Repository files navigation

Introduction

This repository contains a curated data analysis, conducted as part of the bioinformatics-focused master’s course, Applied Methods in Metagenomics, taken in the fall of 2022, at the Technical University of Denmark (DTU).

This data analysis will primarily focus on the composition of AMR gene classes in 3 genetic samples, as well as classifying bacteria that are likely present. For more details on the metagenomic pipeline, please refer to the poster.pdf, that was submitted as part of the course.

Full metagenomic workflow (Image credit: Adikrishna Murali Mohan)

Contents

Code

The Jupyter Notebook (metagenomics_data_analysis.ipynb) contains a systematic documentation of our data analysis process, along with our findings, insights, and visualisations.

An export of this notebook containing only the results and no code, has also been included in PDF format.

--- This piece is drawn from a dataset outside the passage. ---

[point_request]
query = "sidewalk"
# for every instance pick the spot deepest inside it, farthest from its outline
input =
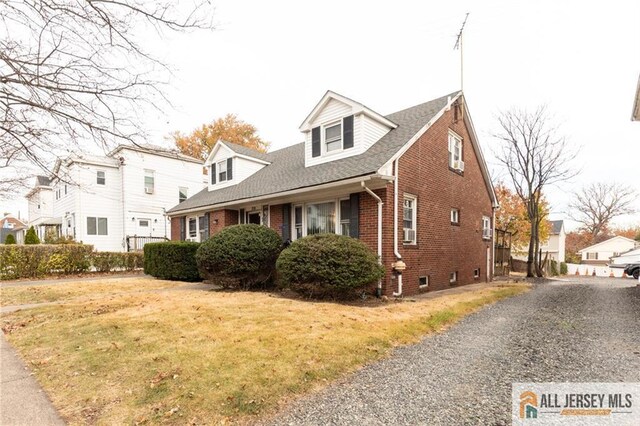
(22, 400)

The data analysis was conducted primarily using python, although select sections were conducted using the tidyverse package suite in R. Such sections will be clearly marked, and corresponding R code is provided in meta.R.

Data

The outputs from the pipeline used in this study:

  • kma (k-mer alignment) for studying the sample AMR gene composition. kma was aligned against two databases:
    • ResFinder: The *.mapstat files, contain the identified and quantified AMR gene fragments. These have been pre-treated, and merged into resfinder_abundance_table_24_25_38.csv. 3 additional partial ResFinder database files, containing AMR gene names, corresponding AMR class and length are included.
    • SILVA: The *.mapstat classifies gene fragments taxonomically, and are used to determine the bacterial content of our samples.
  • CheckM2 to assess the metagenomic bin quality. These have have been pre-treated, and merged into: edited_quality_report_ALL_SAMPLES.csv.
  • GTDB-tk: for studying the microbial diversity. The taxonomical annotations for all 3 samples have been pre-treated, and split into their respective summary.tsv files.

Acknowledgements

While the bulk of the data analysis was worked on by this repo's two authors André and Prince, we would like to acknowledge our third group member Adikrishna Murali Mohan, for her effort throughout the coursework, the final poster report, and the wonderful flowchart of our full metagenomic workflow.

The data analysed in this study, was obtained courtesy of DTU as part of the Danish VETII project, and was passed through a specialised metagenomic pipeline, for studying anti-microbial resistance (AMR) in bacteria. The entire metagenomic pipeline, was run on DTU's HPC cluster Computerome 2.0 (CR2).